Polio vaccine is safe for pregnant and breastfeeding women. Those who are at risk should get the vaccine because pregnancy makes them more likely to become ill if they get infected.

All current polio vaccines protect against all three types of the polio virus. The vaccine is given to high-risk adults in three doses on the following schedule:

  • First dose at anytime
  • Second dose 1–2 months later
  • Third dose 6–12 months following the second dose.

Safety

There are two types of vaccine that protect against polio: inactivated poliovirus vaccine (IPV) and oral poliovirus vaccine (OPV). IPV is given as an injection in the leg or arm, depending on the patient's age. Polio vaccine may be given at the same time as other vaccines. Most people should get polio vaccine when they are children. Children get 4 doses of IPV at these ages: 2 months, 4 months, 6-18 months, and a booster dose at 4-6 years. OPV has not been used in the United States since 2000 but is still used in many parts of the world.

A person is considered to be fully immunized if he or she has received a primary series of at least three doses of inactivated poliovirus vaccine (IPV), live oral poliovirus vaccine (OPV), or four doses of any combination of IPV and OPV. Until recently, the benefits of OPV use (i.e. intestinal immunity, secondary spread) outweighed the risk for vaccine-associated paralytic poliomyelitis (VAPP) which occurred in one child out of every 2.4 million OPV doses distributed. To eliminate the risk of vaccine-associated paralytic poliomyelitis (VAPP), as of January 1, 2000, OPV was no longer recommended for routine immunization in the United States. However, OPV continues to be used in the countries where polio is endemic or the risk of importation and transmission is high. OPV is recommended for global polio eradication activities in polio-endemic countries due to its advantages over IPV in providing intestinal immunity and providing secondary spread of the vaccine to unprotected contacts. (http://www.cdc.gov/vaccines/vpd-vac/polio/default.htm)
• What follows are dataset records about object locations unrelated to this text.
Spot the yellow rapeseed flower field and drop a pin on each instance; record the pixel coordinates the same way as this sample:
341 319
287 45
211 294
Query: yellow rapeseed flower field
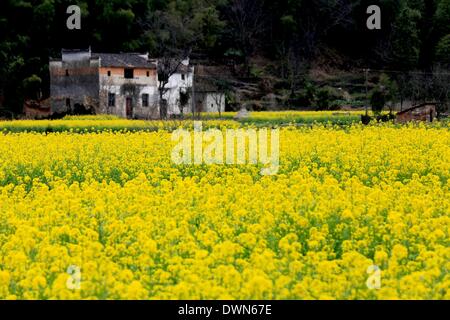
135 226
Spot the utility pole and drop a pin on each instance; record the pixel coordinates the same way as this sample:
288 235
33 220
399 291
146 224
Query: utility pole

As with all vaccines, there can be minor reactions, including pain and redness at the injection site, headache, fatigue or a vague feeling of discomfort.

Some people should not get IPV or should wait.

These people should not get IPV:

  • Anyone with a life-threatening allergy to any component of IPV, including the antibiotics neomycin, streptomycin or polymyxin B, should not get polio vaccine. Tell your doctor if you have any severe allergies.
  • Anyone who has a severe allergic reaction to a polio shot should not get another one.

These people should wait:

  • Anyone who is moderately or severely ill at the time the shot is scheduled should usually wait until they recover before getting polio vaccine. People with minor illnesses, such as a cold, may be vaccinated.